As one of the characters in "WWW:Watch" by Robert J. Sawyer pointed out, something most people don't consider is that if dinosaurs were transplanted to the modern era from their own times, they would fucking die in short order.
First, some scientists think that flowering plants are what really killed the dinosaurs. But second, evolution is a continuous, never-ending, cut-throat arms race, and dinosaurs would be lagging 65 million years behind everything else. The character also said that bears and lions and cougars and even wolves would be able to take down even a T-Rex without much fuss, but it occurred to me that there's a less obvious source of dinos being doomed: bacteria and viruses. Like the Martians in War of the Worlds, transplanted dinosaurs would be utterly unprepared for modern day bacteria and viruses. They might rampage through human cities a little, but assuming they didn't get killed by cars or trucks, it wouldn't take long for Barney the dinosaur to get the sniffles and fall down dead as a doornail in a few days.

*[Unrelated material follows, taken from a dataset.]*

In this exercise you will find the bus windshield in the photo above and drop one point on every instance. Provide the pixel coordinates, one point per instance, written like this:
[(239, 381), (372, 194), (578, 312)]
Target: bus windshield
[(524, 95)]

While I'm on this topic, War of the Worlds kind of flipped the script on this whole colonization thing. If that book had been true to the pattern actually extant in history, it would have been Martian germs that wiped out most of humanity. The invaders would have won, and if we were lucky they'd let us live on reservations in like, the most inhospitable parts of the earth like the Sahara or the Gobi desert.
Hmm... maybe when I'm done with "WWW:Wonder," I should go on to
The Massacre of Mankind by Stephen Baxter.